Asia Brown Bag Talk with Peter Marcus Kristensen

Join us for a talk over lunch by Peter Marcus Kristensen from the Dept. of Political Science. Peter has just been appointed associate professor under the Asian Dynamics Initiative and we are pleased to welcome him aboard.  

States of Emergence

This paper starts from the puzzle that while ‘emerging’ or 'rising' powers like China, India and Brazil receive growing attention as objects for International Relations (IR) scholarship, scholars from these countries are rarely present as subjects in IR discourse. By recasting the question of 'power transitions’ as one of 'power/knowledge transitions', the paper interrogates ongoing attempts to construct ‘indigenous’ or autochtonous perspectives on international relations and global order in countries known as 'emerging powers'. Based on interviews with more than 100 scholars in China, India and Brazil, it finds that a growing number of scholars in all three countries increasingly advocate the development of indigenous perspectives on international relations in general, and on the question of power transitions and emerging powers in particular.
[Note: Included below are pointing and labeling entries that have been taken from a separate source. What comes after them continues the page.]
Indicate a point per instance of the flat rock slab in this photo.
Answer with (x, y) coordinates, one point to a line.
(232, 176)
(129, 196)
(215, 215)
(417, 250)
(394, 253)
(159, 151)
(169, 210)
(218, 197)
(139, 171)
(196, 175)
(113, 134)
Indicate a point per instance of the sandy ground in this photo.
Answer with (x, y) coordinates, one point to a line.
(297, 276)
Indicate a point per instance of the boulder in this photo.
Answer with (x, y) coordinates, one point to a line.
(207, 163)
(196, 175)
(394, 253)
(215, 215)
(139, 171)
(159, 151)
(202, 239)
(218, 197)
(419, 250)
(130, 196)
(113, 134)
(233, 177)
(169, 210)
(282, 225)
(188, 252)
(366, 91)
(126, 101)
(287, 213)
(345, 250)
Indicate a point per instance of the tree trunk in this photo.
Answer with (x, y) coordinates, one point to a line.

However, it is important to emphasize that these debates take different shapes in each country. This paper particularly explores how their different 'states of emergence’ and ‘worldings’ affect the emerging discourse on IR. ‘State of emergence’ is used here to refer to how 'risingness’ is conceived in the IR discourse of emerging powers (e.g. as reemergence to its rightful place or insertion from periphery into core) as well as how these rising imaginaries speak back to ‘Western’ IR discourse (e.g. 'Peaceful rise' as a response to 'China threat’ theories). ‘Worldings’ is used to zoom out to the broader geo-epistemic worldviews (e.g. how the world politics is construed in terms of North vs. South, West vs. Non-West, developed vs. developing, established vs. rising and so on) and how they are used to construct difference along cultural, economic or political lines. 

Time: 14 March 2017, 12:30-13:30
Place: NIAS, CSS, room 18.1.08

Feel free to bring your own lunch. There will be coffee/tea.